2023 / Activations on February 20 and May 24, 2024
Working together for over two decades, Mona Vătămanu and Florin Tudor address the theme of history in films, installations, and performative actions that revisit ideologies, utopias, and grand modernist projects. Their collaborative work traces the impressions that past ideologies have left on architecture and living environments, which underlie the shifting conditions and injustices of the present. Defining their artistic process is an intellectual affinity with various critical thinkers, historians, and philosophers that connects their inquiries to broader cultural discourses and global concerns. Their work has recently been shown in the 5th Kyiv Biennial, Vienna (2023), the Kathmandu Triennale 2077 (2022), and the Baltic Triennial 14, Vilnius (2021).
The Tree of Life is an installation embodying what art can do at its best: create a space for reflection at the meeting point of different cultures and historical experiences. The artists refer to the installation as “the idea of a school under a tree.” Various kilims and woven rugs spread across the floor welcome visitors to sit and rest. Collected from different regions of the Balkans and Central and Western Asia, the rugs share a distinct iconography present in many cultures and geographies throughout time, the archaic motif of the “tree of life,” in which a central, majestic tree is portrayed as the source of vitality and nourishment.
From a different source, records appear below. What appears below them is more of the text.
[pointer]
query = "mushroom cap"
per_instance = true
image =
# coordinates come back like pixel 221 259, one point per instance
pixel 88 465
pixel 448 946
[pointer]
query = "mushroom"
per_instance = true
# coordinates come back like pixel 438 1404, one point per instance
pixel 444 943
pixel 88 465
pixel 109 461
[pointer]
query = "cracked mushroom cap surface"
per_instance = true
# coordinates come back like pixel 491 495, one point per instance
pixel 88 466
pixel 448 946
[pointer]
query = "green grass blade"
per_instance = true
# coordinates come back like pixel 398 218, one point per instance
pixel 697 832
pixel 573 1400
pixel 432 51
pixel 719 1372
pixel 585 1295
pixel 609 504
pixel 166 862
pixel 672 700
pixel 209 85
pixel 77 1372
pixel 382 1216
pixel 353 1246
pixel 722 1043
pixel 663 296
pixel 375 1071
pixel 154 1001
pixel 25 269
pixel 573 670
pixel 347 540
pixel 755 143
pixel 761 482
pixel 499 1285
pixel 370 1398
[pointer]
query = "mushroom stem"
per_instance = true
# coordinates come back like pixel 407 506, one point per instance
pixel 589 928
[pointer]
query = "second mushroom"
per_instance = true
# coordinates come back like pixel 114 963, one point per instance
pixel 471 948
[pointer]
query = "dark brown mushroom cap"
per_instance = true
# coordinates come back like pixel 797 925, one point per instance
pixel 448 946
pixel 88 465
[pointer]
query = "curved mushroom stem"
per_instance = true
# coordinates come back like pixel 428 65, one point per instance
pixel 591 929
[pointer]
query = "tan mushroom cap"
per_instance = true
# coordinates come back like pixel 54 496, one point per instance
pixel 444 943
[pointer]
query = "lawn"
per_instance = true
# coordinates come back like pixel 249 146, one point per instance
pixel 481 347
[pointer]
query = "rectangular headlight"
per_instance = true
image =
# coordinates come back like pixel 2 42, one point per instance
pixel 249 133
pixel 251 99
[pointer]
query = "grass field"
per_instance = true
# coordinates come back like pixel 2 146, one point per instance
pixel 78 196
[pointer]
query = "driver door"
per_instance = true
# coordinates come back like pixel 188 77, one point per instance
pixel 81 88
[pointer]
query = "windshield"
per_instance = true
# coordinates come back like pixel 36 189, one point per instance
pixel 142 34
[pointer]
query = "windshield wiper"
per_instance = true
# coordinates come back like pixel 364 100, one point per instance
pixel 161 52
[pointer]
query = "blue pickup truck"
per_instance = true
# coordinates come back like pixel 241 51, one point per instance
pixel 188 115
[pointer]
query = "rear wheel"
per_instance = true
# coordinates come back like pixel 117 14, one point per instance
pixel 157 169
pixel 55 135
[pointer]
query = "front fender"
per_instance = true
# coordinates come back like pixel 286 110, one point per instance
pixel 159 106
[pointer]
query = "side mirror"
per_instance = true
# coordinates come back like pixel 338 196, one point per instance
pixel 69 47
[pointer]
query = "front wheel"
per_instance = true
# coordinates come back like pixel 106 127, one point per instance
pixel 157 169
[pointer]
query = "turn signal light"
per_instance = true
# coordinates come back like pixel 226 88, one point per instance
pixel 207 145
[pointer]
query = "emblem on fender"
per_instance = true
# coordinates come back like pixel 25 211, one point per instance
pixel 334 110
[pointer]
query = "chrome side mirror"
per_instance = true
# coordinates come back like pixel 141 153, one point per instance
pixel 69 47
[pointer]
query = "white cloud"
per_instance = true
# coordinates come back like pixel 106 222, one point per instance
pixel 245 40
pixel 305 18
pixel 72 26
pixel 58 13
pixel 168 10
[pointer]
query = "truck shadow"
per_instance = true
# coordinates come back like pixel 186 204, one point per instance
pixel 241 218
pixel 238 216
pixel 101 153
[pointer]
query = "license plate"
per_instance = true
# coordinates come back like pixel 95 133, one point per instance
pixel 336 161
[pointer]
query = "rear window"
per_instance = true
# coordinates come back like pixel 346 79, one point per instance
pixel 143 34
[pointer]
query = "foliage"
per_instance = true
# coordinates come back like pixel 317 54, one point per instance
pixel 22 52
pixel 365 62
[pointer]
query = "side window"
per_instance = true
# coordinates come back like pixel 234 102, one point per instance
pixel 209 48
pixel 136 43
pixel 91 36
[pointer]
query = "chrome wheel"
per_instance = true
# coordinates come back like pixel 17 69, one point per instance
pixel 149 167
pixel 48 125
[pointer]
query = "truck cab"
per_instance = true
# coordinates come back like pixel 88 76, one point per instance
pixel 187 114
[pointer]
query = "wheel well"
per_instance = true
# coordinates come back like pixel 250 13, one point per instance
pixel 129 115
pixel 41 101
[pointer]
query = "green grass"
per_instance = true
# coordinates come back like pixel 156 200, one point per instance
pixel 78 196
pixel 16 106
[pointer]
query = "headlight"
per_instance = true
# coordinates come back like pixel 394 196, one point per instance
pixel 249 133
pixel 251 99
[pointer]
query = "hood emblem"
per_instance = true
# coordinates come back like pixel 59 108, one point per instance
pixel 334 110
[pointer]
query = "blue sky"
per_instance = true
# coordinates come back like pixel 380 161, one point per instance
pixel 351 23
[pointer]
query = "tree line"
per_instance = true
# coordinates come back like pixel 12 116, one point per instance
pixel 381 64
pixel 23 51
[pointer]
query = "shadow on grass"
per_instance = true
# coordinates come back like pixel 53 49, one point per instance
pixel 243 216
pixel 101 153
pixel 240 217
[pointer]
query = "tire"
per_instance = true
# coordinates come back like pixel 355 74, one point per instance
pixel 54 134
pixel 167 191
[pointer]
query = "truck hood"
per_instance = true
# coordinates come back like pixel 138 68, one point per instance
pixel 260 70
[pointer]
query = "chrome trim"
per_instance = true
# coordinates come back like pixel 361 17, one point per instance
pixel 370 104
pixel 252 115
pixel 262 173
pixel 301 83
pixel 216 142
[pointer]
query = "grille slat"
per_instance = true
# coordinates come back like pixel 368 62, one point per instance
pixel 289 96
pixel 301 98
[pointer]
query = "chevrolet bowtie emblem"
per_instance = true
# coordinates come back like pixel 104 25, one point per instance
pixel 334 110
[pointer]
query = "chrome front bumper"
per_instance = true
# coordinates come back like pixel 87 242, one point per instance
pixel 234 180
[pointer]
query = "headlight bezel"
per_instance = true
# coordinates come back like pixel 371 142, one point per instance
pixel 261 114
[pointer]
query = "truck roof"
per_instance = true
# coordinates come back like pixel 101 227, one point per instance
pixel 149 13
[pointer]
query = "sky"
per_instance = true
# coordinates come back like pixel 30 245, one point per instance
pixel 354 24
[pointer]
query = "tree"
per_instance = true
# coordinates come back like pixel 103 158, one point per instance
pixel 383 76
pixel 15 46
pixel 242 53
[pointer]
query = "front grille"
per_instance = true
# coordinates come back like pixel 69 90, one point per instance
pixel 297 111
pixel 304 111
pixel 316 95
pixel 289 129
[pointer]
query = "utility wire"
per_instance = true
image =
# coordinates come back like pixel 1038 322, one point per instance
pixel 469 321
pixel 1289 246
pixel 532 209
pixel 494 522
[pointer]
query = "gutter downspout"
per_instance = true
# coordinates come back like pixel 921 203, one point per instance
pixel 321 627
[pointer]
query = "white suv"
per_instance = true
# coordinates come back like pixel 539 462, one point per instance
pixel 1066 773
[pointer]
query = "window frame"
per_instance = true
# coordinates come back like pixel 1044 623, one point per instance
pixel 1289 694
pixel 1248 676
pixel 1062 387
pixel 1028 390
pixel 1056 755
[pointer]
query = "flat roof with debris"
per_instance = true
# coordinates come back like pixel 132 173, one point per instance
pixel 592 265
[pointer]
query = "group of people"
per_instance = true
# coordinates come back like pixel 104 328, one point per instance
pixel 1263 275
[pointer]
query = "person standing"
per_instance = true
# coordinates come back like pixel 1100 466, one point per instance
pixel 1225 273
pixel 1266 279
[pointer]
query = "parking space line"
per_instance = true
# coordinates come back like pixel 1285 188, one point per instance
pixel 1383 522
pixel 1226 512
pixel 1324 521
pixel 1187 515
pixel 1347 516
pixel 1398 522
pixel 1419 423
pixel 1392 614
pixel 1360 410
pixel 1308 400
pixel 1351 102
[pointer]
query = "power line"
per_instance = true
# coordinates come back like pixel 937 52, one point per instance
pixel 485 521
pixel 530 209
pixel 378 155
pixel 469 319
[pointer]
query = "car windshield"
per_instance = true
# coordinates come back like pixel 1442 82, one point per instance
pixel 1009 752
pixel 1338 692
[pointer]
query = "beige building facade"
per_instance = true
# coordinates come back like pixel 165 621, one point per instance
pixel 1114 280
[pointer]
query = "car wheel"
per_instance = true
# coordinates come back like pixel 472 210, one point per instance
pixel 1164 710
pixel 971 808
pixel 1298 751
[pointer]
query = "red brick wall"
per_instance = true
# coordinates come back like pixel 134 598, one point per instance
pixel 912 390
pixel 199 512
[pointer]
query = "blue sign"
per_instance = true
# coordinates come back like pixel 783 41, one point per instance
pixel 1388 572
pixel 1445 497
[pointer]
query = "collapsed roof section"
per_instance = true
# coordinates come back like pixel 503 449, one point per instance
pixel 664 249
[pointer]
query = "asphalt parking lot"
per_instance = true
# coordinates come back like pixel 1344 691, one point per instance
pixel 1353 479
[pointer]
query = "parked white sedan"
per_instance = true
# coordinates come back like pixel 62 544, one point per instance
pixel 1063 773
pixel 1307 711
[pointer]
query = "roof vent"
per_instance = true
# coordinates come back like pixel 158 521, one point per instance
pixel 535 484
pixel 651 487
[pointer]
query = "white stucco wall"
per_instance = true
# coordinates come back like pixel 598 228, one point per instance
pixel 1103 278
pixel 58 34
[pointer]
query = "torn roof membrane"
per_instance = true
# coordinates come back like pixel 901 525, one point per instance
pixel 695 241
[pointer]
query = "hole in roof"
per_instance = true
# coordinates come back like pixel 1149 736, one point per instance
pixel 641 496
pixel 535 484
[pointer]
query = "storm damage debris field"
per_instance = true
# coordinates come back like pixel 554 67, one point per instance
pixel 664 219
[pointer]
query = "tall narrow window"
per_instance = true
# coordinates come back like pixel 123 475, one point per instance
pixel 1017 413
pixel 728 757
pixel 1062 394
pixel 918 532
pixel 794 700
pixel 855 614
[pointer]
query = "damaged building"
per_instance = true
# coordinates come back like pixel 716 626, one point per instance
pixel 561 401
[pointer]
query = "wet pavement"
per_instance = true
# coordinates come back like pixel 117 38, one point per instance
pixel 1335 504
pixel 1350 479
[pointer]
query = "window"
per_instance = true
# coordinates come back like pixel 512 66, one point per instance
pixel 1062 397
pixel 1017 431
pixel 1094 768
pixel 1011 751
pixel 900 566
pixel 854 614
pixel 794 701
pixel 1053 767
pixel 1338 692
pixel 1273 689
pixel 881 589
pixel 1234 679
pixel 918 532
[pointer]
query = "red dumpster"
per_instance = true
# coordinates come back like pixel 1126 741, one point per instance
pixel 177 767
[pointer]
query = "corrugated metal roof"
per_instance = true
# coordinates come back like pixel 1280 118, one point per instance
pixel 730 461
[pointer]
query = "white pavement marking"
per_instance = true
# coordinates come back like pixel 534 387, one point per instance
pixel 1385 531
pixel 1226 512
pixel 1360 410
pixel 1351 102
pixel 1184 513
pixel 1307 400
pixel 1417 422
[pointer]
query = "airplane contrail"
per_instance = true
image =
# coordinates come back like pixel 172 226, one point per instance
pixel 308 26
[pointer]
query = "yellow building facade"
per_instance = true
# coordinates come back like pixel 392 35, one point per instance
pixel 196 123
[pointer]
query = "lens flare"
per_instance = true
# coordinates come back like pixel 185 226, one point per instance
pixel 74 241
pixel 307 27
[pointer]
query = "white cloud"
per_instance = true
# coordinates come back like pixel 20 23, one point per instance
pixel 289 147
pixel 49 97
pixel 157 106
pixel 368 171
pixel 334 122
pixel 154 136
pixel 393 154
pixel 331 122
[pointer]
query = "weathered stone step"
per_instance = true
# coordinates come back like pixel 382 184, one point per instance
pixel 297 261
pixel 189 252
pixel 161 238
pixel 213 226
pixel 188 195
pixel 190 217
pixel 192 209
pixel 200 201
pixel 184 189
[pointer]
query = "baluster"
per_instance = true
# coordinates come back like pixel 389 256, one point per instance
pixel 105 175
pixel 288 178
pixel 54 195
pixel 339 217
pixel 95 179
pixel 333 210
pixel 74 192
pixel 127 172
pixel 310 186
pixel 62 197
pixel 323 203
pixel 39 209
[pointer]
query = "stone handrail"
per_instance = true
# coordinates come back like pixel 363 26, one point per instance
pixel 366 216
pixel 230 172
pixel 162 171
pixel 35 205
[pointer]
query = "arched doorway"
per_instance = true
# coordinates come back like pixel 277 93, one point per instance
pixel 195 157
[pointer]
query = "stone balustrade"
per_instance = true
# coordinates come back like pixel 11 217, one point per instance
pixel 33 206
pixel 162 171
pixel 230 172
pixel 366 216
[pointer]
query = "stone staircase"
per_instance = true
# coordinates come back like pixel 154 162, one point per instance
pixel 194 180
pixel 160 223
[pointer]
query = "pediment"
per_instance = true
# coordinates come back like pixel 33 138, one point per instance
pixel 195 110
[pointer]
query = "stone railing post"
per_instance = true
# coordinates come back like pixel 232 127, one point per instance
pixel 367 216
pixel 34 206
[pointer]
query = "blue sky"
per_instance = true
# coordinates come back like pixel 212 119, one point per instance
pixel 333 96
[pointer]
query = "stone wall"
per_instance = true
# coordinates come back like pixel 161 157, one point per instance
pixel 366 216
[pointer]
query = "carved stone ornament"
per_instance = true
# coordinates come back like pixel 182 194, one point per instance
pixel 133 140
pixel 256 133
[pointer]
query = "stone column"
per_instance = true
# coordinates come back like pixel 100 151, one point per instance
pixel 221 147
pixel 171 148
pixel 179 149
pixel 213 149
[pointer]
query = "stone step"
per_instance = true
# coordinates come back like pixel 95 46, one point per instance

For example, a kilim, most likely from Dobruja, a region bordering the Black Sea, features an emblematic composition: Depicted upright, the tree trunk occupies the central part of the rug, with its emanating branches laden with birds and fruits, while stylized eyes of scorpions at the edges of the kilim ward off evil spirits.
Resonating with the function of a traditional majlis, the cultural and social space of community gatherings across the Arab peninsula, the installation is activated throughout the Biennale as a meeting point for conversations around ways of living together in a dire time of climate change and war. This series of events derives from a workshop conducted by the artists within the Biennale Encounters program, which explores the symbolism of the tree from an ecological perspective as well as the making of kilims, a textile tradition deeply connected to the livelihoods of nomadic communities.